Una nuova tecnica per produrre materiali programmabili potrebbe portare a ogni sorta di dispositivo elettronico e medico.
di Mike Orcutt
Se state cominciando a stancarvi della stampa 3-D, preparatevi, perché è tempo di aggiungere una nuova dimensione. Questa settimana, un gruppo di ricercatori ha svelato un nuovo processo che permette di “stampare oggetti piatti in 4-D” e far cambiare loro forma immergendoli nell’acqua.
La dimostrazione si basa sul processo di stampa in scala microscopica http://www.technologyreview.it/stampa-3-d-su-microscala sviluppato sotto la guida di Jennifer Lewis, una scienziata dei materiali di Harvard. Le immagini sono affascinanti, ma non si tratta semplicemente di una nella presentazione. Questa ricerca accenna infatti alle potenziali applicazioni che potrebbero essere sviluppate grazie alla tecnologia.
La stampa 4-D, ovvero la stampa di oggetti “programmati” per cambiare forma, non è esattamente una novità. Tre anni fa Skylar Tibbits, uno scienziato del dipartimento di architettura del MIT, ha introdotto il termine durante una conferenza TED. Il processo sviluppato da Tibbit faceva uso di due materiali, uno rigido ed uno più morbido che si espandeva quando immerso nell’acqua.
La Lewis e i suoi colleghi hanno sviluppato un processo più semplice basato su un unico nuovo materiale, un composto fatto di una sostanza simile al gel abbinata a minuscole fibre di cellulosa.

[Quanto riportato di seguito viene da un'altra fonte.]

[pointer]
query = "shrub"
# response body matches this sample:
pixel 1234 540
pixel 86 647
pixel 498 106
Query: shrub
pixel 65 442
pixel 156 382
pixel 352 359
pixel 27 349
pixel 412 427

La rigidità di queste fibre, e il loro rigonfiamento in acqua, variano a seconda del loro allineamento. I ricercatori sfruttano questa loro caratteristica per “codificare” l’abilità di cambiare in una forma complessa prestabilita. La Lewis spiega che dovrebbe essere possibile utilizzare questo nuovo processo, abbinato a differenti inchiostri, per produrre oggetti che cambiano forma in risposta ad altri stimoli, come la luce. Le fibre di cellulosa potrebbero anche essere sostituite con materiali conduttivi per produrre dispositivi elettronici.
Questo approccio potrebbe persino rivelarsi utile per la progettazione di tessuti. Non lasciamoci trasportare troppo dalla fantasia, però – arrivando a pensare che questa tecnologia ci possa avvicinare ulteriormente alla realizzazione di “organi sostitutivi”. Una grande sfida che non è ancora stata superata consiste nello sviluppo di scaffold tridimensionali sui quali crescere nuove cellule e tessuti che contribuiscano alla riparazione degli organi. La Lewis spiega che il suo gruppo sta già esplorando questa ipotesi in laboratorio, crescendo cellule su delle superfici piane e quindi scatenando dei cambiamenti nella forma posizionandoli, ad esempio, sul sito di una ferita.